Sketch of Van Gogh drawn by his friend found in museum

A portrait of Vincent van Gogh has been discovered in a sketchbook held in a museum archive for more than 45 years.
The previously unknown sketch by French artist Emile Bernard shows Van Gogh sat at a table in a Paris café with two women.
Dorothee Hansen, curator of the exhibition, Emile Bernard: On the Pulse of Modernity, which opens next week at the Kunsthalle Bremen in Germany, identified the portrait. She said: “It was great; it’s a wonderful addition to the collection. There are so few portraits of Van Gogh from this period.”
The curator found the postcard-sized sketch in an album of Bernard’s work that had been held in the museum’s archives since 1970. This sketch had remained undiscovered because the album, containing more than 850 works, was so disordered.
“It was chaos,” Dr Hansen said. “There was no chronology and there were different techniques and styles. It was different to find a way through.” The earliest sketch was made when the artist was 13, and the latest was in his sixties.

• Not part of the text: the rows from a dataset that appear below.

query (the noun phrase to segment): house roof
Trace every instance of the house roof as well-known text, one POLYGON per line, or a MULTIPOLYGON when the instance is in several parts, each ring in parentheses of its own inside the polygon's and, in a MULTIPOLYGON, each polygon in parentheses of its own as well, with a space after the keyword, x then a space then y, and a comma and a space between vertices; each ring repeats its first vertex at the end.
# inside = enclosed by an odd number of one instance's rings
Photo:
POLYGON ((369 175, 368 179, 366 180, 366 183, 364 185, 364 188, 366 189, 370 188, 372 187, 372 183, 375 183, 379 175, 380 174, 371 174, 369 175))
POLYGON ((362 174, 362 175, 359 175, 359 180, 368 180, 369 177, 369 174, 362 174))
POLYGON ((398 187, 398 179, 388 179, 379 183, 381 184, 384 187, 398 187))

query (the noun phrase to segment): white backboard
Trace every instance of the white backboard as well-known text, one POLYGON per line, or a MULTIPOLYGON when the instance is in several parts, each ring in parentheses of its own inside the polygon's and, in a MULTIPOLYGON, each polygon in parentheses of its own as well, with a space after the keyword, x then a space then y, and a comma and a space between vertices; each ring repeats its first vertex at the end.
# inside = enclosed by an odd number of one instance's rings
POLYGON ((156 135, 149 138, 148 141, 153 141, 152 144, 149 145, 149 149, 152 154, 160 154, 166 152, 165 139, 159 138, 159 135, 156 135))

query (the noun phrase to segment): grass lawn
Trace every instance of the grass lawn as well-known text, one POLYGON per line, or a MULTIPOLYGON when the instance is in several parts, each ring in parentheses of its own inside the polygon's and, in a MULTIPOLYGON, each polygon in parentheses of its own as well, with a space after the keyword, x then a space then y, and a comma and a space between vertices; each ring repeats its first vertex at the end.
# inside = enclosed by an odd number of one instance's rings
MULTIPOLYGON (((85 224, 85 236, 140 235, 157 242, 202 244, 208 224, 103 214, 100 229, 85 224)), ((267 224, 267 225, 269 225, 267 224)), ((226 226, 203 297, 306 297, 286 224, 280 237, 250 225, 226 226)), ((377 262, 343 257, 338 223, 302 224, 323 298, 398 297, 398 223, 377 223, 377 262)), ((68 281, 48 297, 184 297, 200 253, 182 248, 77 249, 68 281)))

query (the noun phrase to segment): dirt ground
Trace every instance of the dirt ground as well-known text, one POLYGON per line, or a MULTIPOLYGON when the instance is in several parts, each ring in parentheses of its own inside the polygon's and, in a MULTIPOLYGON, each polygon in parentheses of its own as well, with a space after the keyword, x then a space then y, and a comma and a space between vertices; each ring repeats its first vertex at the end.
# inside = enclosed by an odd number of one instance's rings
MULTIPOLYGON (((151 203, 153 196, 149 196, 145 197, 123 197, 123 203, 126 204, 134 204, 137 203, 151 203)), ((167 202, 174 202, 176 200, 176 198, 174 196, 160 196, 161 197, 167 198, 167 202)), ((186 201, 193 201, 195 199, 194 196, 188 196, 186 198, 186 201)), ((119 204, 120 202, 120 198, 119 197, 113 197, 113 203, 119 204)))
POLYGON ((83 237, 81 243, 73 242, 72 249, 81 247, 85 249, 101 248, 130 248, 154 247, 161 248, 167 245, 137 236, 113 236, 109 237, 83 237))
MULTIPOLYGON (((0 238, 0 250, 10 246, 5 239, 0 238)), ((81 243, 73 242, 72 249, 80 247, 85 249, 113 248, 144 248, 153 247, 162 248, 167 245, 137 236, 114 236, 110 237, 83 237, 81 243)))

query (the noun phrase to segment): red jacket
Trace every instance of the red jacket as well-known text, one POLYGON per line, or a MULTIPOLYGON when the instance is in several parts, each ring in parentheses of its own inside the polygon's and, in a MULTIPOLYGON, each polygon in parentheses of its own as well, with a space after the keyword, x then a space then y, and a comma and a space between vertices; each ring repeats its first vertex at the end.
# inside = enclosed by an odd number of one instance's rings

Dr Hansen identified the sketch, which was first published in The Art Newspaper, as Van Gogh, a close friend of the artist, and added it was most likely drawn in 1886 or 1887. “It looks really like Van Gogh, especially if you compare the sketch with his self-portraits of 1887. It’s not just the physiognomy but the direct, critical expression,” said the curator.
“We know they were close friends in those days and Van Gogh gave him a self-portrait.”